John Bolton, the White House's national security adviser,

John Bolton, the White House's national security adviser, on Jan. 28. Credit: AFP / Getty Images / Mandel Ngan

WASHINGTON — White House National Security Adviser John Bolton defended President Donald Trump’s recent summit with North Korean leader Kim Jong Un on Sunday, saying Trump signaled to the international community that he is “not desperate for a deal . . .  if it’s contrary to American national interest.”

Bolton appeared on three of five major Sunday  television talk shows to tout Trump’s two-day summit last week in Hanoi, Vietnam, as the president faces bipartisan criticism for meeting with Kim for a second time without delivering a denuclearization agreement.
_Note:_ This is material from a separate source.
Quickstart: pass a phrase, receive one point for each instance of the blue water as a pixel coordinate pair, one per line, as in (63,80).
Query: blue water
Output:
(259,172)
“The obligation of the president of the United States is to defend and advance American national security interests, and I think he did that by rejecting a bad deal,” Bolton told “Fox News Sunday” host Chris Wallace.

Trump said last week he decided to “walk away” from the negotiating table after North Korea kept pressing the United States to lift all economic sanctions against the country. North Korea has disputed Trump’s account, saying it asked the United States to lift only some sanctions.

Bolton, on CBS’ “Face the Nation,” said Trump “remains optimistic” that a denuclearization deal is possible, and there’s “no expiration date” to reach an agreement that would lead North Korea to dismantle its nuclear weapons program.

"Kim Jong Un himself said in our last meeting, you know, we're going to go through many stations … before we achieve this deal. The meeting in Hanoi was one such station. So the president is ready to keep talking,” Bolton said.

 On Twitter, Trump defended his administration's move to suspend a mass military exercise traditionally held in the spring with South Korea, in favor of a series of smaller drills. Both nations have said the scaled-back effort is part of a diplomatic  move to get Kim to abandon North Korea's nuclear weapons program.

"The reason I do not want military drills with South Korea is to save hundreds of millions of dollars for the U.S. for which we are not reimbursed," Trump tweeted. "That was my position long before I became President. Also, reducing tensions with North Korea at this time is a good thing!"

Bolton also attempted to walk back Trump’s comments from a post-summit news conference,  at which he stated that he took Kim “at his word” when the leader denied any involvement in the death of American Otto Warmbier. The Ohio native died in 2017 shortly after being released in a coma from a North Korean prison, where he had been detained on charges that he attempted to steal a propaganda poster while visiting the country in 2016.

"When he says, 'I’m going to take him at his word,' it doesn’t mean that he accepts it as reality. It means that he accepts that was what Kim Jong Un said," Bolton said on "Fox News Sunday."

Trump, speaking Saturday at the Conservative Political Action Conference, praised Warmbier and his parents while explaining the “delicate balance” of negotiating with Kim.

“I’m in such a horrible position, because in one way I have to negotiate. In the other way, I love Mr. and Mrs. Warmbier, and I love Otto. And it’s a very, very delicate balance,” Trump said.

Warmbier’s parents issued a statement last week taking aim at Trump’s initial remarks, saying: “Kim and his evil regime are responsible for the death of our son Otto. Kim and his evil regime are responsible for unimaginable cruelty and inhumanity. No excuses or lavish praise can change that.”

Asked whether North Korea should be held responsible for Warmbier’s death, Bolton told CNN “State of the Union” host Jake Tapper: “The best thing North Korea could do right now would be to give us a full accounting of what happened and who was responsible for it.”